The trouble began for Salerno in 1985 when Fortune Magazine named Salerno as "America's Top Gangster in Power, Wealth and Influence." It essentially put Salerno on the FBI's radar. This was perhaps the sole reason why he was indicted in the Commission Trial, and ultimately sentenced to 100 years.
In 1985, Salerno was indicted in the Commission Trial, and while awaiting trial for that case, he was indicted in a second racketeering case in 1986. The second indictment was for federal racketeering. Salerno was accused of infiltrating concrete companies which controlled the building of the Sloane Kettering Cancer Center, and the Mount Sinai School of Medicine, and multiple high rise projects throughout Manhattan. He was also accused of illegally funding the election of Roy Lee Williams, to the national presidency of the Teamsters Union. He plead "not guilty," was found guilty and sentenced to 70 years. Salerno also was a member of the Concrete Club which effectively owned NYC. You couldn't get concrete poured without paying Salerno and Company.

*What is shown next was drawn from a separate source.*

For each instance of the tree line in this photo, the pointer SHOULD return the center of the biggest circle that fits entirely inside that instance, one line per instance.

Taking charges aside for one second, the 70 year sentence would have rendered Salerno null in void. He would have still died in prison, however one has to look deeper. The FBI thought, at the time, which I believe was more "guess work," then actual proof, that Salerno was the boss of the Genovese Crime Family. In 1986 shortly after Salerno's conviction in the Commission Trial, the Government was informed by Vincent "The fish" Cafaro, that Salerno was not the boss, but only an illusion, as Gigante was really the man behind the curtain since 1969. In fact a wiretap picked up by the FBI prior to the trial proved that Salerno wasn't the boss. There was a disagreement between Matthew Ianniello and Salerno over a list of prospects which were to be inducted into the mafia by other families. Confused by the nicknames Salerno told Ianniello that he would "let the boss figure it out." So the FBI essentially knew then Salerno wasn't the leader of the family, but still named him anyway. The same type of bullshit was done by the Government when it came to Carmine "the snake" Persico. While racketeering charges aside both these men where charged with controlling a family, getting 100 years for a "position" they didn't even have or hold.
Salerno would head to prison and die in 1992 due to complications from a stroke and other medical issues.
Anthony Salerno was a money making machine. Just looking at the numbers $50 million back in the 1960's is approximately $400 million per year today. Franzese only wishes he made that kind of money. Anthony Salerno truly was the epitome of what an earner is. Sadly, we cannot calculate how much money he made from construction and everything else, but just taking his numbers and gambling rackets, one could safely assume he made a billion dollars a year for the mob. Not only was he highly regarded and respected, but when it came time to take a death sentence pinch for his family, he said nothing. He accepted his fate, and he didn't have to. Better than Franzese. He was a man's man, the other was a punk.